In this letter, we develop switched conditional PDF-based split vector quantization (SCSVQ) method using the recently proposed conditional PDF-based split vector quantizer (CSVQ). The use of CSVQ allows us to alleviate the coding loss by exploiting the correlation between subvectors, in each switching region. Using the Gaussian mixture model (GMM)-based parametric framework, we also address the rate-distortion (R/D) performance optimality of the proposed SCSVQ method by allocating the bits optimally among the switching regions. For the wideband speech line spectrum frequency (LSF) parameter quantization, it is shown that the optimum parametric SCSVQ method provides nearly 2 bits/vector advantage over the recently proposed nonparametric switched split vector quantization (SSVQ) method.

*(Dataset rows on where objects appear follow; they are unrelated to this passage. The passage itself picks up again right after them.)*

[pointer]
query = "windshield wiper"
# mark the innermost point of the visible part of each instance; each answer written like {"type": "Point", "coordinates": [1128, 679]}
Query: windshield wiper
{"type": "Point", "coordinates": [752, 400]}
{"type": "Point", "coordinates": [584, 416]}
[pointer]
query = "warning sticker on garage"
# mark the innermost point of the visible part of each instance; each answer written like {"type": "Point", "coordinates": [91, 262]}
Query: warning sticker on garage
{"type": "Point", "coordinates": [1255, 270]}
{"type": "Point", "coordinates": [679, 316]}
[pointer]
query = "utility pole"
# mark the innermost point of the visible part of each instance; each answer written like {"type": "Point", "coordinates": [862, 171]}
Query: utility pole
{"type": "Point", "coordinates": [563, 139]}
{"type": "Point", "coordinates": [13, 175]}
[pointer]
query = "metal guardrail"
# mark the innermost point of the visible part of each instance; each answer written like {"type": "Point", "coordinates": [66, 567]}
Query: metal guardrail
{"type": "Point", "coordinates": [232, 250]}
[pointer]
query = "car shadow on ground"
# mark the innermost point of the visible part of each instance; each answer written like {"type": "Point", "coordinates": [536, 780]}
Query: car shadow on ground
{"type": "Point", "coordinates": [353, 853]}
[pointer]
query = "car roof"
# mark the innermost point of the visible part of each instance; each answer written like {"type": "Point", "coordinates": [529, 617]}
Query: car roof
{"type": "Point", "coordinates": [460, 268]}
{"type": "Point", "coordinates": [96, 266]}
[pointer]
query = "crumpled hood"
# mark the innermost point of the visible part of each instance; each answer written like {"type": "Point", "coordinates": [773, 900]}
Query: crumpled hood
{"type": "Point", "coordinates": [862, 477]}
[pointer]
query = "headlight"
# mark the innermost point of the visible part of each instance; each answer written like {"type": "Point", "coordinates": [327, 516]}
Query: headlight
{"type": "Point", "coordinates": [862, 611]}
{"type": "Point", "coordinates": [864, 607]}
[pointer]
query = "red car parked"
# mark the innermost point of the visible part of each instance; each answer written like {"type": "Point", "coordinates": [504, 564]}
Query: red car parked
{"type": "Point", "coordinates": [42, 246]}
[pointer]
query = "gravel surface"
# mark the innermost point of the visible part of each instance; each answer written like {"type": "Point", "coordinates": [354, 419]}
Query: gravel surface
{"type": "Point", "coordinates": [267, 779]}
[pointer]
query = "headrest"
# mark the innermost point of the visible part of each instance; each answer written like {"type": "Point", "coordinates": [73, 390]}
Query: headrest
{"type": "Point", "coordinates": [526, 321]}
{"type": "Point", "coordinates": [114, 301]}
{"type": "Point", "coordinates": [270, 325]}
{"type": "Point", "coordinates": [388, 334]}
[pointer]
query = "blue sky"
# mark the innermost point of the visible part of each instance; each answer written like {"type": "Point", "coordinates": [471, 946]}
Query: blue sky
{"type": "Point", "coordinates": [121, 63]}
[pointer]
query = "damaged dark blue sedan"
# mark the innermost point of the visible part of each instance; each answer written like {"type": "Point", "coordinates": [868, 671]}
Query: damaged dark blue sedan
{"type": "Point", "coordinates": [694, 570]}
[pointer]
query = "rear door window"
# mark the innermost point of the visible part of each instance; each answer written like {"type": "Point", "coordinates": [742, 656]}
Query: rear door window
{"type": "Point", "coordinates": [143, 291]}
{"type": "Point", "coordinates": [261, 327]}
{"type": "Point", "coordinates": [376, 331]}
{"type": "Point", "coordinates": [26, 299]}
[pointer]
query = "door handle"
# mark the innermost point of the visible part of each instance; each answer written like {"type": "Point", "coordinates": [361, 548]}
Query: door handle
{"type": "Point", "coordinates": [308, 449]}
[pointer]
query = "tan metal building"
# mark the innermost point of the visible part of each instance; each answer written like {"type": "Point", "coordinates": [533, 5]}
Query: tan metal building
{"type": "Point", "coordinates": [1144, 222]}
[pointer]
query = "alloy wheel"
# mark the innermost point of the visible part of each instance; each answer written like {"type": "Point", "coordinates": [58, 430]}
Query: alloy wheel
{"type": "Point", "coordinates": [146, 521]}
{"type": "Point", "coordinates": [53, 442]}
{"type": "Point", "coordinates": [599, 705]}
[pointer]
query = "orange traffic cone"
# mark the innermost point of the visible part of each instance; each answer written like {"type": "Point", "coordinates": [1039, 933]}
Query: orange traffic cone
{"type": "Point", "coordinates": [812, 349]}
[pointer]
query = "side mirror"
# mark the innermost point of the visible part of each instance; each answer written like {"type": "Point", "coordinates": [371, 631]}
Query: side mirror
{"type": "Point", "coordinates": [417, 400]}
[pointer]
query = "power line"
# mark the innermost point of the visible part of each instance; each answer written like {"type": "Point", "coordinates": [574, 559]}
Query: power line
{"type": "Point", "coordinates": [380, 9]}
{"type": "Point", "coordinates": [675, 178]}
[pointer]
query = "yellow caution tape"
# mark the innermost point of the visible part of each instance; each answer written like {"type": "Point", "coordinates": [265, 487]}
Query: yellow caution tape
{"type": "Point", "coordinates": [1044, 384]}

Item Type: Journal Article
Publication: IEEE Signal Processing Letters
Publisher: IEEE
Additional Information: Copyright 2008 IEEE. Personal use of this material is permitted. However, permission to reprint/republish this material for advertising or promotional purposes or for creating new collective works for resale or redistribution to servers or lists, or to reuse any copyrighted component of this work in other works must be obtained from the IEEE.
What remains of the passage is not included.